Unlike many e-business integrators that have created vertical practices, Centrifusion has bucked the trend.
The Chicago-based company has avoided building in-house vertical-focused teams in favor of developing expertise around certain technologies. When the vertical-business expertise is needed, Centrifusion either depends on the customer to provide it or contracts with other solutions providers and consultants with the key skills.
“We have a strategy group that is positioned very different. We are not vertically focused at all; what we have is a technology focus breakout,” says Dan Dokmanovich, CEO of the company he co-founded with Mike Pflieger in 1993, which started in the mainframe area, moved to client/server and then onto Internet technologies.
The company focuses on four areas: content management, personalization technologies, Java application servers and globalization technology. “The strategy we build is around those offerings,” says Dokmanovich.

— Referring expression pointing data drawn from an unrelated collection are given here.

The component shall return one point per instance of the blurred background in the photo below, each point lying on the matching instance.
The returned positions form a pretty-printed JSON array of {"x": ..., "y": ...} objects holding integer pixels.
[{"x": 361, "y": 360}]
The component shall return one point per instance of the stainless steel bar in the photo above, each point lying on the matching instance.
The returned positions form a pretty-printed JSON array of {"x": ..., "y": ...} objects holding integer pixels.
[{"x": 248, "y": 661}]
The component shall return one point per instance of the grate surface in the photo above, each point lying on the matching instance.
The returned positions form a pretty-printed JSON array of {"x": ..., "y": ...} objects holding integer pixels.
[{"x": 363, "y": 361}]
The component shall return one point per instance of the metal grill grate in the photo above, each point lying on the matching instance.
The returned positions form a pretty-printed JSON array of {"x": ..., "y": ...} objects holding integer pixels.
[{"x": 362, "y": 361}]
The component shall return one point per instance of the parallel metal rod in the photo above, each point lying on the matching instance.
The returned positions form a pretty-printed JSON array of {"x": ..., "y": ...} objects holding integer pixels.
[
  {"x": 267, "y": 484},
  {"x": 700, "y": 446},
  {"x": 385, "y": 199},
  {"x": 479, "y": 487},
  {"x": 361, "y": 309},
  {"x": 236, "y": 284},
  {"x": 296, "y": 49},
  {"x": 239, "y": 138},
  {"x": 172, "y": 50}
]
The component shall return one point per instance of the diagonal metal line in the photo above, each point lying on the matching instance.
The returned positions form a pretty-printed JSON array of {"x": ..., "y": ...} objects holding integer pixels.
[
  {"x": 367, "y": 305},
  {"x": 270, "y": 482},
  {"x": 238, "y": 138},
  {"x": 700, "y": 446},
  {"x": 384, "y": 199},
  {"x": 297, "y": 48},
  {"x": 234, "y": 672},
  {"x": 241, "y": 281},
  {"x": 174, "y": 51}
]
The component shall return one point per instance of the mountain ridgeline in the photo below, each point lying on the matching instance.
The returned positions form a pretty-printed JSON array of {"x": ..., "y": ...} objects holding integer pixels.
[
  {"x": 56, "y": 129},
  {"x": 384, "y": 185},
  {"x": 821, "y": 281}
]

Centrifusion has about 140 employees and plans to hit the $18 million mark this year, up from $14 million last year. It is eyeing $32 million in revenues in two years.
Key to its technology focus is the companys education arm. In 1995 it started a Java training school that allowed it to catch the early wave of Internet- and Java-based development. Dokmanovich credits Centrifusions Java training for generating about 20 percent of the companys leads.
“Java training allowed us to show proficiency in the marketplace,” he says. Among the platforms, the company has specialized on offerings from ATG, BEA and IBM.
Centrifusions partnering attitude is one of survival, too. ” The way we look at it is, if we go out and become vertical and compete with these guys [vertical experts], it doesnt work out for our best interest,” Dokmanovich says.